What he mentioned was that the headlines never actually assign a causal connection between the two. And those headlines are perfect examples:

"Loonie weakens as jobless data spooks investors"
"Greenback rallies after jobs data signal recession abating"

So technically the headline is right. Then the causal connection comes from some "expert" (expert at what? ex post facto reasoning?) that the new service quotes.

I'm a reporter myself, and this kind of reporting bugs me. But if you're a reporter, and you have to write another story about today's exchange rate, what do you do? You can say "The dollar fell half a cent today." But then what? You have to write something. So reporters go out and try to find a "why." At least these articles are careful in the language they use: "Canada's currency weakened/The dollar advanced … after [insert explanation]." They're implying there might be some correlation, but at least they're not saying "[Explanation] caused the dollar to rise/fall." That kind of reporting is what really irks me.

I challenge readers to come up with a better way to report. How do you write about changes in the exchange rate or the stock market without trying to get at causation? If you can't speculate on causation, most newspapers probably wouldn't have a business section.

I wouldn't mind it if the occasional story said "Puzzling fall in CAD". The story could then explain some broad outlines about what sort of link we might expect between US employment news and the exchange rate.

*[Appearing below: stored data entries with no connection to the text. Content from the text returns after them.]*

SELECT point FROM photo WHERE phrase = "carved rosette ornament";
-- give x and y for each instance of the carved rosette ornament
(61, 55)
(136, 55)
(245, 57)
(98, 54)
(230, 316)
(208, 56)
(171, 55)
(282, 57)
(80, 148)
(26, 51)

I'd guess there are four competing scenario fund managers are chewing on: Global recovery. USA recovery. Rest of world recovery minus USA. Global turmoil. #4 appears to be strong USD (flight to quality). #1 exodus from USD. #2 and #3 exchange rate volatility. I doubt anyone liked exchange rates whipping all over the place recently so maybe there is a conspiracy to maintain a trading range for now. I don't really understand USD as a safe haven (maybe because USD has been historically just like gold so is a habit now?) so take analysis with grain of salt.

I have to agree that there's some poor reporting involved with both (or at least one of) those stories, but on the other hand, there is a kernel of truth to both arguments.

The first story is fine and is just repeating the "flight to quality" argument (as Phillip pointed out). And this dynamic does appear to be a major player in Forex, with bad days in the stock market driving the US Dollar up (or maybe it's the other way around (or maybe it's something else driving both of them, like risk aversion))

The second story has the bad reporting. The "flight to quality" does work in reverse, and recovery in the US and world will lead to money leaving the USD. So then why did the good jobs number drive up the USD? It's not because the US became a more favourable place to park one's money, as the second article suggests. No, it was because the bond market reacted to the jobs numbers with the expectation of upcoming inflation and Treasury yields jumped. And with higher Treasury yields, the USD rose.

Good suggestion Stephen.

In other news, reporters attempt to derive meaning from intra-day market movements, and fail miserably. As usual.